Wang Yi, yang juga anggota Biro Politik Komite Sentral Partai Komunis China, menyatakan bahwa otoritas diplomatik dan militer Kamboja serta Thailand telah melakukan komunikasi intensif terkait situasi yang berkembang. Kedua negara, kata Wang, menunjukkan komitmen untuk meredakan ketegangan dan memperbaiki hubungan bilateral berdasarkan kesepakatan gencatan senjata.

Menurut Wang, pembahasan yang dilakukan dalam format trilateral tersebut berlangsung konstruktif dan menghasilkan sejumlah kesepakatan penting.

Tiga Prinsip Kesepakatan Bersama

Wang Yi memaparkan tiga poin utama yang menjadi konsensus dalam pertemuan tersebut. Pertama, seluruh pihak sepakat untuk menatap ke depan dan melangkah bersama. Gencatan senjata yang telah dicapai dinilai sebagai hasil penting yang harus dijaga dan tidak boleh berujung pada kembalinya konflik.

Kedua, implementasi kesepakatan harus dilakukan secara bertahap dan berkelanjutan. Wang menekankan pentingnya komunikasi dan konsultasi yang konsisten guna memastikan gencatan senjata berjalan efektif serta pemulihan hubungan bilateral dapat dilakukan secara stabil.

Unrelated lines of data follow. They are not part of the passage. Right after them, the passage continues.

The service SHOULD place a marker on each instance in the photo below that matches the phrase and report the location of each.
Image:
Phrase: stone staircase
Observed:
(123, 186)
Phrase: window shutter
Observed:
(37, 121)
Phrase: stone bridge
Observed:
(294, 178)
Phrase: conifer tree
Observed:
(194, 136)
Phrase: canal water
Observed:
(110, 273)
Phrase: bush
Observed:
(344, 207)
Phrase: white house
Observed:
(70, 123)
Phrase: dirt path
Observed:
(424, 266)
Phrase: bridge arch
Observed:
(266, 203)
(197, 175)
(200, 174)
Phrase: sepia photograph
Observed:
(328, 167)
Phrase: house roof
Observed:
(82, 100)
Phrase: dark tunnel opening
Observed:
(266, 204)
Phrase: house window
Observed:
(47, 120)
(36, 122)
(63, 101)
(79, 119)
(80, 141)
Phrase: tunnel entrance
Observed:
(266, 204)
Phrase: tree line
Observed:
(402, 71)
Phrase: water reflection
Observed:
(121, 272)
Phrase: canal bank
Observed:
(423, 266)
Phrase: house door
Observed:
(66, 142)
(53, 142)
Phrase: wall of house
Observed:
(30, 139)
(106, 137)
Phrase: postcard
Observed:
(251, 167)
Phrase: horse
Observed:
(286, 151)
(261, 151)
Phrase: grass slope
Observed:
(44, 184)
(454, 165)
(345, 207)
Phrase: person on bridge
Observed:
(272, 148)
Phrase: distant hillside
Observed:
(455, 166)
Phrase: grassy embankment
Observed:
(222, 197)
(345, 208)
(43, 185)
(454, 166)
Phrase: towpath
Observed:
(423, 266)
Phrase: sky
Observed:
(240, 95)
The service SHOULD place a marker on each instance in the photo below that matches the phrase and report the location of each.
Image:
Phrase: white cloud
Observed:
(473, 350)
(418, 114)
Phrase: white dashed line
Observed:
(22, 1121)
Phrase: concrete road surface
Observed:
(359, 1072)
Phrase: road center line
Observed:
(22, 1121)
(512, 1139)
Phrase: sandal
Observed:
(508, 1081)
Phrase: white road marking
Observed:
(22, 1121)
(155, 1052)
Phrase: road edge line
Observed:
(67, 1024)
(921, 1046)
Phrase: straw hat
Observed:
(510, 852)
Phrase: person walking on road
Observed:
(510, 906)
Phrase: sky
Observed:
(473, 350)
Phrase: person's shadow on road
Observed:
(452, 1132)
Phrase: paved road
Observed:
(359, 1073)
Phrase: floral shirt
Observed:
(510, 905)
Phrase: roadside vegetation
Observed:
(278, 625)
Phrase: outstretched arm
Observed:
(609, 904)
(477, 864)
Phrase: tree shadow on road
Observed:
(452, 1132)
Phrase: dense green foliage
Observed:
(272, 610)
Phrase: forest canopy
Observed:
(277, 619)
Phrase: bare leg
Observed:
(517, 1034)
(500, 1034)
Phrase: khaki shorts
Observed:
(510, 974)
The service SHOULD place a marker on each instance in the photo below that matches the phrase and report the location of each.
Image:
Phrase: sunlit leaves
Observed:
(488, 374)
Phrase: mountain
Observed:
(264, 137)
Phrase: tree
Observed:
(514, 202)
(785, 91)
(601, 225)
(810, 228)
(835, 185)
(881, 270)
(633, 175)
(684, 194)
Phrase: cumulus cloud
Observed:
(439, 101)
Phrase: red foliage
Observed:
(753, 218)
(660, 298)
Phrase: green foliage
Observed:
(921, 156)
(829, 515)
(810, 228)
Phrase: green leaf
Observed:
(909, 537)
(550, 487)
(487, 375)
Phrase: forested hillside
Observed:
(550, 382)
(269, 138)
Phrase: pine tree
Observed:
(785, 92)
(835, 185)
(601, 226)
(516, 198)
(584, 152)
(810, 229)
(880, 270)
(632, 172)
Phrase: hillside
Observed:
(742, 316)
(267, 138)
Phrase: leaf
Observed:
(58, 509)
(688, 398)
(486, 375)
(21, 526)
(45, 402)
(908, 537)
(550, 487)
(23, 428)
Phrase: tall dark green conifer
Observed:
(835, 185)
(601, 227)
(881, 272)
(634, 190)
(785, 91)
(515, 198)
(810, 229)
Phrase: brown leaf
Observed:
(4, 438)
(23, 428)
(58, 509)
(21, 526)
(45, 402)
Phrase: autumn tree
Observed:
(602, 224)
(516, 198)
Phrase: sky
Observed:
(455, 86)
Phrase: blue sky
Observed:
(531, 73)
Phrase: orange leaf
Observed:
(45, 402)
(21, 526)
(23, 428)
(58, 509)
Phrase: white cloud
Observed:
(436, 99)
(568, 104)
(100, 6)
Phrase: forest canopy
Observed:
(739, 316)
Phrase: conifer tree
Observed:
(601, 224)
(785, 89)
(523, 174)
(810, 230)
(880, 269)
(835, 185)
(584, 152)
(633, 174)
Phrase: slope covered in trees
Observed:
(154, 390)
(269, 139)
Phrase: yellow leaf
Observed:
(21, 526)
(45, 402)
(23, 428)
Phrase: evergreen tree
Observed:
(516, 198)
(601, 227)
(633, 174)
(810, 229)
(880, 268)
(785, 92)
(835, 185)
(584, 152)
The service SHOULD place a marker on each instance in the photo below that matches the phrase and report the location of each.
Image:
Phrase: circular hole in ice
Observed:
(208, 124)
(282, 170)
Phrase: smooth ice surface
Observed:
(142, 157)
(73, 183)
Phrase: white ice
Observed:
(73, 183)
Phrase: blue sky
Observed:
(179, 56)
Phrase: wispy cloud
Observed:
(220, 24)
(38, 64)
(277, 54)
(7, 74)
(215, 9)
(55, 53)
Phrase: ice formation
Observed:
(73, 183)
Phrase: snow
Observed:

Ketiga, pembangunan kembali kepercayaan menjadi kunci utama. Konflik yang terjadi telah menggerus rasa saling percaya, namun Kamboja dan Thailand dipandang sebagai negara tetangga yang memiliki kepentingan jangka panjang bersama.

Harapan Pemulihan Hubungan dan Stabilitas Kawasan

Wang berharap pertemuan di Yunnan dapat membantu mengatasi ketegangan yang sempat muncul dan mendorong pemulihan hubungan antara kedua negara. Langkah ini dinilai sejalan dengan kepentingan rakyat Kamboja dan Thailand, sekaligus mencerminkan aspirasi bersama untuk menjaga stabilitas kawasan.

Komunike Pers Pasca Pertemuan

Usai pertemuan trilateral, ketiga pihak menerbitkan komunike pers bersama. Dokumen tersebut menegaskan komitmen Kamboja dan Thailand untuk meningkatkan komunikasi, memperdalam saling pengertian, serta secara bertahap memperkuat situasi gencatan senjata.

Selain itu, kedua negara juga sepakat memulihkan pertukaran bilateral, membangun kembali kepercayaan politik, mendorong perbaikan hubungan, dan bersama-sama menjaga perdamaian serta stabilitas regional.